Dr. Cross or your hygienist will use pocket depths, amount of bleeding, inflammation, tooth mobility, etc., to make a diagnosis that will fall into a category below:

Gingivitis

Gingivitis is the first stage of gum disease.  Plaque and its toxin by-products irritate the gums, making them tender, inflamed, and likely to bleed.

Mild to Moderate Periodontitis (Gum Disease)

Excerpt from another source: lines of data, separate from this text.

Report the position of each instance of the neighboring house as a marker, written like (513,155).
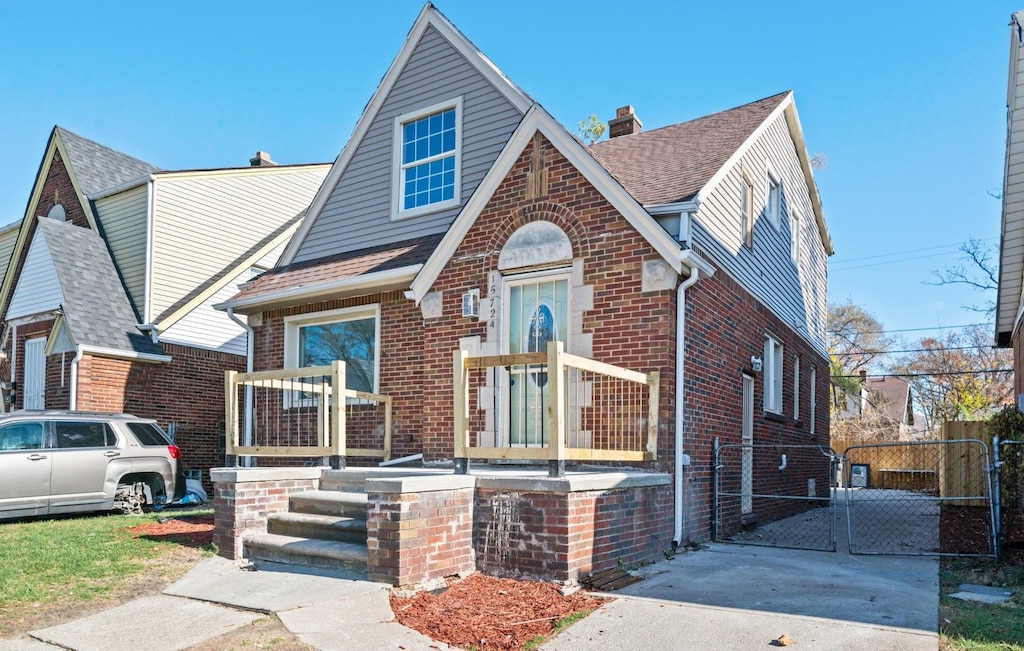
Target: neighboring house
(1010,302)
(457,185)
(882,410)
(112,273)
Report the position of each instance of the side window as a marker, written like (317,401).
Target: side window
(70,434)
(16,436)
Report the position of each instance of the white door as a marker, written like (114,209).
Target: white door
(35,374)
(536,312)
(747,476)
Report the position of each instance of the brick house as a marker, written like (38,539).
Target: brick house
(461,216)
(110,277)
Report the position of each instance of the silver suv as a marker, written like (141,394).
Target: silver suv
(67,462)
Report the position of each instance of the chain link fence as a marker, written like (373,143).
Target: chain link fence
(923,497)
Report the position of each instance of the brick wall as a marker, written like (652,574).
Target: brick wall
(243,498)
(561,535)
(187,393)
(418,536)
(725,327)
(400,360)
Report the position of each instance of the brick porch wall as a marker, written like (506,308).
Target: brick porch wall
(243,498)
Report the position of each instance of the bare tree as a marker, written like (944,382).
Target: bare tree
(978,269)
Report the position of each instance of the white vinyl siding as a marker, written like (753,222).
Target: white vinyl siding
(210,329)
(124,221)
(204,223)
(7,240)
(795,291)
(357,214)
(38,289)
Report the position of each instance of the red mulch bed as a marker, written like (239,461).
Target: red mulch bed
(196,531)
(487,613)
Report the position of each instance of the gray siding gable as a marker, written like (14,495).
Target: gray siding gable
(357,212)
(794,290)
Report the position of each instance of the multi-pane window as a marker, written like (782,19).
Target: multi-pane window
(427,150)
(747,209)
(774,207)
(349,336)
(773,376)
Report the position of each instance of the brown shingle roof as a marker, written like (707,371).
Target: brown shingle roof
(672,164)
(337,267)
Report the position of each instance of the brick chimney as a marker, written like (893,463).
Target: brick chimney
(625,123)
(262,159)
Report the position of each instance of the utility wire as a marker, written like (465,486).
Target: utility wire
(929,375)
(911,330)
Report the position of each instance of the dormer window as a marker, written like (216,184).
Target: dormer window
(427,159)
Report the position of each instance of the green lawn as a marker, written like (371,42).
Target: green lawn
(75,558)
(976,626)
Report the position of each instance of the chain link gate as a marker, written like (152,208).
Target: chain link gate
(775,495)
(923,497)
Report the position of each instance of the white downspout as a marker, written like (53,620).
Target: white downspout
(680,397)
(73,402)
(248,427)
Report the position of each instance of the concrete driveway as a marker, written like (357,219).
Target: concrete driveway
(739,597)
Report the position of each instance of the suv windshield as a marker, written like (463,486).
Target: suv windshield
(148,434)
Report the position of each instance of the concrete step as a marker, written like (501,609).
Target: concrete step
(324,527)
(330,503)
(270,548)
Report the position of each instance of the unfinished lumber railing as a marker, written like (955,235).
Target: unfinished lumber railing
(303,414)
(552,406)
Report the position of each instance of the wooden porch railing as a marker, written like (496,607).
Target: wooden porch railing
(591,410)
(304,413)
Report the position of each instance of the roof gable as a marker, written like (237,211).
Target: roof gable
(38,289)
(686,161)
(95,308)
(429,19)
(539,121)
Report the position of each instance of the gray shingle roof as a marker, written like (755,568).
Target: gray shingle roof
(672,164)
(97,167)
(96,308)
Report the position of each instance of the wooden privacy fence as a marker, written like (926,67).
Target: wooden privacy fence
(304,413)
(585,409)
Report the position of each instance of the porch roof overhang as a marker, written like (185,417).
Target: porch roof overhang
(390,279)
(384,268)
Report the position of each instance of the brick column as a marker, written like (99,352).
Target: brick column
(243,497)
(419,529)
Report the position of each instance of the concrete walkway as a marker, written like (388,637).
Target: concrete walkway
(725,597)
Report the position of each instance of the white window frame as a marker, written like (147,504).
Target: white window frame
(293,323)
(796,387)
(814,396)
(773,367)
(773,205)
(795,235)
(397,180)
(745,210)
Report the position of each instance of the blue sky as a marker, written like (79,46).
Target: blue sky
(907,100)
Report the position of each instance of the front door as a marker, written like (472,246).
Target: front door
(537,310)
(747,456)
(35,374)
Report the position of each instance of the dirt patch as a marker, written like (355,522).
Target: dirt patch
(194,532)
(487,613)
(965,530)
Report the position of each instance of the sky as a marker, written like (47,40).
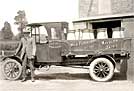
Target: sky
(38,11)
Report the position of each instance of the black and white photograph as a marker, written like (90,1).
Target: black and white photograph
(66,45)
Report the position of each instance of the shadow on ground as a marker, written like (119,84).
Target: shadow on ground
(74,76)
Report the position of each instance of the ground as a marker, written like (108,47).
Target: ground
(66,79)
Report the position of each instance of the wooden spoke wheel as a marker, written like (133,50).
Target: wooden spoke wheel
(11,69)
(101,69)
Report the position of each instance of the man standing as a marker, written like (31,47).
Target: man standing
(27,46)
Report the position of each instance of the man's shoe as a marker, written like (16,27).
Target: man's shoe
(23,80)
(32,79)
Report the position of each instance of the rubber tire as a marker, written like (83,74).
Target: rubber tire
(8,60)
(108,62)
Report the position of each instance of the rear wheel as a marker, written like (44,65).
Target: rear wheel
(11,69)
(101,69)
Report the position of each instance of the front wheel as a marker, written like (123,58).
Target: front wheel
(101,69)
(11,69)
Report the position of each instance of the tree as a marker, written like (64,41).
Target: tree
(6,32)
(21,20)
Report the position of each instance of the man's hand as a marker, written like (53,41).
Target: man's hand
(32,57)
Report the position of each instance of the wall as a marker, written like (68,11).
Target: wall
(89,8)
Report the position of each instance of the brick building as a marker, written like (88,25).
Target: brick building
(109,14)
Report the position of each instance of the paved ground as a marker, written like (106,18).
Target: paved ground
(66,79)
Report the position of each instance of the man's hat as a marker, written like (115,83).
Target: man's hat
(26,31)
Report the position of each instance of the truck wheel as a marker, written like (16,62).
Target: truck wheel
(11,69)
(101,69)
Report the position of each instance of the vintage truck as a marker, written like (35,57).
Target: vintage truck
(55,47)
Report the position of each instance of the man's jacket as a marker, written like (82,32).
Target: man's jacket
(27,46)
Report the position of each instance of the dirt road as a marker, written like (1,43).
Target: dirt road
(66,79)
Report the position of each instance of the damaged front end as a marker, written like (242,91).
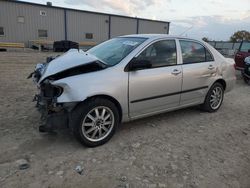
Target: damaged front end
(55,115)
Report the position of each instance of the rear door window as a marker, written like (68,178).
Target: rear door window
(194,52)
(161,53)
(245,47)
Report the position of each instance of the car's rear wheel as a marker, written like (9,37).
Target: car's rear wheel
(214,98)
(95,121)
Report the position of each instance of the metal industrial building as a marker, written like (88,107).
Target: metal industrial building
(24,22)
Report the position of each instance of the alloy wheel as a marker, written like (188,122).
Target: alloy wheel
(98,123)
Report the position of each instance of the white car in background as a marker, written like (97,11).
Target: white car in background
(127,78)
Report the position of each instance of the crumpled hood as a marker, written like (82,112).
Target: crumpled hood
(72,58)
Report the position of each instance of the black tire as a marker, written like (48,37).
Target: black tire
(246,80)
(206,106)
(80,113)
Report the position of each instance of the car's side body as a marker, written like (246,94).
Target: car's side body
(244,51)
(150,91)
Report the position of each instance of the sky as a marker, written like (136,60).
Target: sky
(214,19)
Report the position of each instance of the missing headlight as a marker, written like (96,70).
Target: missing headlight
(51,91)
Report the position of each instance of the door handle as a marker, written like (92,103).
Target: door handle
(176,72)
(211,67)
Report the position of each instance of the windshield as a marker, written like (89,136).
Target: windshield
(245,47)
(113,51)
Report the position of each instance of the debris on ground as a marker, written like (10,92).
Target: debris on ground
(22,164)
(79,169)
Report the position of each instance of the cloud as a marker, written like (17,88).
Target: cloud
(128,7)
(213,27)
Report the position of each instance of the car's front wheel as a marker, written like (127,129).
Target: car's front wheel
(214,98)
(95,121)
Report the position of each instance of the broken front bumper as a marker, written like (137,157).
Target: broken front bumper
(53,115)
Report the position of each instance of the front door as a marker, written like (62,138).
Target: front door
(155,89)
(199,70)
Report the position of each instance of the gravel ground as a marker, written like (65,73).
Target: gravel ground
(185,148)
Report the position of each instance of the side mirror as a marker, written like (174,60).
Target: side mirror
(136,64)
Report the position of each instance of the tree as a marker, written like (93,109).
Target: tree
(240,36)
(205,39)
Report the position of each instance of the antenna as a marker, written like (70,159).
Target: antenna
(186,30)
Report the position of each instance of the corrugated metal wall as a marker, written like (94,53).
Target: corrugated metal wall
(122,26)
(80,23)
(146,26)
(53,22)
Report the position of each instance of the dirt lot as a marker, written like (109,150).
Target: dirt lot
(185,148)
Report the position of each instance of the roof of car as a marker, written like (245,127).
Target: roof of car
(155,36)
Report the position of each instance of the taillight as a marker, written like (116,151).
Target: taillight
(238,55)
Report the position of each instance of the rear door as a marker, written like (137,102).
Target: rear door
(157,88)
(240,56)
(199,70)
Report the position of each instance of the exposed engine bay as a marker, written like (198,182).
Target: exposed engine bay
(54,114)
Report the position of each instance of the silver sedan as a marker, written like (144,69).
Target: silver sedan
(127,78)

Deeper pockets of 4 to 6 millimeters form between the gums and teeth and they become filled with bacteria.  Any pockets this deep are difficult to impossible to clean without professional treatment. Slight to moderate bone loss may be present. There may be some bleeding of the gums, however, there is usually no pain associated with mild to moderate gum disease.

Advanced Periodontitis (Gum Disease)

If the pockets get deeper than 6 to 7 millimeters, the disease is considered to be advanced. The teeth lose more support as the gums, bone, and periodontal ligament continue to be destroyed.  Unless treated, the affected teeth will become very loose and may be lost.